4. In the event of the order of expulsion being made final
(i) is legal or administrative provision made for the stay of expulsion or deportation of a refugee pending his obtaining legal admission to another country?
(ii) in such event, would measures such as detention be taken against the person?
Fifteen Governments indicated that the provisions of this Article are applied fully while 12 others indicated that the provisions are applied partially. The remaining replies on the subject were insufficiently detailed to permit any conclusions on practice in this respect.
PROHIBITION OF EXPULSION OR RETURN ("REFOULEMENT")
1. No Contracting State shall expel or return ("refouler") a refugee it any manner whatsoever to the frontiers of territories where his life or freedom would be threatened on account of his race, religion, nationality, membership of a particular social group or political opinion.
2. The benefit of the present provision may not, however, be claimed by a refugee whom there are reasonable grounds for regarding as a danger to the security of the country in which he is, or who, having been convicted by a final judgement of a particularly serious crime, constitutes a danger to the community of that country.
1. What legislative or administrative measures have been adopted in your country to protect refugees against expulsion or return to a country where he would have to fear persecution?
2. Is there a legal definition or judicial precedent or administrative directive defining the nature of the offences or conduct justifying an application of the proviso contained in paragraph 2 of this Article?
The replies indicated full application of the provisions of this Article by 21 States, while one Government indicated that it does not apply them. The remaining replies either omitted or provided insufficient information on this Article.
The Contracting States shall as far as possible facilitate the assimilation and naturalization of refugees. They shall in particular make every effort to expedite naturalization proceedings and to reduce as far as possible the charges and costs of such proceedings.
1. What are the basic laws (including amendments) governing the acquisition of the nationality of your country by aliens?

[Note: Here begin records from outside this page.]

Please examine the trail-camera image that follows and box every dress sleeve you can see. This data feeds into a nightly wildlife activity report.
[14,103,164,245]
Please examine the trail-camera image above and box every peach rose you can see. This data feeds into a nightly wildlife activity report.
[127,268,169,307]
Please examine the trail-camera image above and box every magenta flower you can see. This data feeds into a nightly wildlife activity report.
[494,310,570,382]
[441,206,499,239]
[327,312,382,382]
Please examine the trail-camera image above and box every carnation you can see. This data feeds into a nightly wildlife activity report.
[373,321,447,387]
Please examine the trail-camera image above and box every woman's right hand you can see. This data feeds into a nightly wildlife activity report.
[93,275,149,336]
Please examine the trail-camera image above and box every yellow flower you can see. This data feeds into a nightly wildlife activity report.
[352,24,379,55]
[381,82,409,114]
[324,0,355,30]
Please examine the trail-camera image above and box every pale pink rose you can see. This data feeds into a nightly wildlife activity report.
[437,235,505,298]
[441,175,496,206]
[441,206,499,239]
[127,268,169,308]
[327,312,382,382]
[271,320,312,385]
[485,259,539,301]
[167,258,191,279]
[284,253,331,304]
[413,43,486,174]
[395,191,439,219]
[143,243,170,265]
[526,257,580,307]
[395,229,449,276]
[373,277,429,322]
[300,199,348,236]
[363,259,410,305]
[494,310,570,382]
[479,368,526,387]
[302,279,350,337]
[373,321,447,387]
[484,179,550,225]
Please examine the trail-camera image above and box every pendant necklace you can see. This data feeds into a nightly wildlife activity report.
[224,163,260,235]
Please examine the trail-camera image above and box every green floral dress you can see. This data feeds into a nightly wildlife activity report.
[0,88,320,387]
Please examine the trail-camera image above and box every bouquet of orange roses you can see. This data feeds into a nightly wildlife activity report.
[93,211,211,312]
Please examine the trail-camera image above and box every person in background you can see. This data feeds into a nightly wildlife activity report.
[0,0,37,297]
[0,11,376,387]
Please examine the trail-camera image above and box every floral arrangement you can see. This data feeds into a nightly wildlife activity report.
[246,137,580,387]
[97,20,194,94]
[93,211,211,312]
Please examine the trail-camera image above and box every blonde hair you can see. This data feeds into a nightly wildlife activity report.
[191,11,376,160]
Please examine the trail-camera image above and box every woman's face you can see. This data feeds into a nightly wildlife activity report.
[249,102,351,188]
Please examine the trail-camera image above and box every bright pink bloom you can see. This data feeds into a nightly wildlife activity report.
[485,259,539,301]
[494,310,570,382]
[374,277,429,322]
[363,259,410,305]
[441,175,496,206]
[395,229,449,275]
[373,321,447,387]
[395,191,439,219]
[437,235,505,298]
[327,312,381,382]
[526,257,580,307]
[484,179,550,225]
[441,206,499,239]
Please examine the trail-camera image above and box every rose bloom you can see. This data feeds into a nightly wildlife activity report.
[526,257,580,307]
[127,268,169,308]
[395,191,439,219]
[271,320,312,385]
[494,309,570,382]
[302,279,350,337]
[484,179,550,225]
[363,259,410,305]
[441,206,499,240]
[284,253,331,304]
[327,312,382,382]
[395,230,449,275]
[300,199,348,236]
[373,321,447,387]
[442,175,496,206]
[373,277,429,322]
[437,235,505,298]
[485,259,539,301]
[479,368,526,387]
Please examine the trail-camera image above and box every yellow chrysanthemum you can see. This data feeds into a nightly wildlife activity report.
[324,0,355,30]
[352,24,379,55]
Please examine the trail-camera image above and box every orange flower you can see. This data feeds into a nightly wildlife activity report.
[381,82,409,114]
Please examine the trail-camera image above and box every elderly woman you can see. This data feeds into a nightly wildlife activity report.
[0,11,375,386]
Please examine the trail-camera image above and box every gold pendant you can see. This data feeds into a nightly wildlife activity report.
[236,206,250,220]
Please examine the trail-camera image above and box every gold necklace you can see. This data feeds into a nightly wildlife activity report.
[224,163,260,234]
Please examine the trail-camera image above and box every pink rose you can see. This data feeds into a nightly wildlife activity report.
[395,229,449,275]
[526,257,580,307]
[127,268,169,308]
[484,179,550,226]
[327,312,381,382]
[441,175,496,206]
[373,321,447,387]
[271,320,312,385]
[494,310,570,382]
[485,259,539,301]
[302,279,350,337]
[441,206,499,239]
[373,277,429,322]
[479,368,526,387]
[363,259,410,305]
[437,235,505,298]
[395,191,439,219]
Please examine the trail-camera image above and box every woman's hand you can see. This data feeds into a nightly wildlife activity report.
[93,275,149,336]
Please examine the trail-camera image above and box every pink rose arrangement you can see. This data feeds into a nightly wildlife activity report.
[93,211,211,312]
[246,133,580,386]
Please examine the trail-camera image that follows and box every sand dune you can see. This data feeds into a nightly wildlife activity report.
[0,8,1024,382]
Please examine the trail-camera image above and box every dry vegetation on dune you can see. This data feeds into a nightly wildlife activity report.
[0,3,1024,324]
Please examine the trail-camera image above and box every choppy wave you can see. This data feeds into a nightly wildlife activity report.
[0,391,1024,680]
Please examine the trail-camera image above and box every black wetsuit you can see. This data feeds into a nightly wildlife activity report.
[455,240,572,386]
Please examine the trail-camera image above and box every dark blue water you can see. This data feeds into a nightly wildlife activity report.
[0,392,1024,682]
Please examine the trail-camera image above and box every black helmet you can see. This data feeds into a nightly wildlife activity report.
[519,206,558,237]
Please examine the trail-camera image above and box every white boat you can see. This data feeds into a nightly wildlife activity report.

2. Is there any legal or administrative provision relating to refugees by which
(a) they are enabled to qualify for naturalization earlier than aliens,
(b) the fee ordinarily payable are reduced or waived and
(c) they are not required to furnish proof of release from or loss of their former nationality?
Seventeen Governments indicated that the provisions of this Article are applied partially while 11 stated that they do not provide for favourable treatment. No information was given in any of the remaining replies.
1 Article 24 (Labour Legislation and Social Security) has not been dealt with in this report, but will be included in future reports.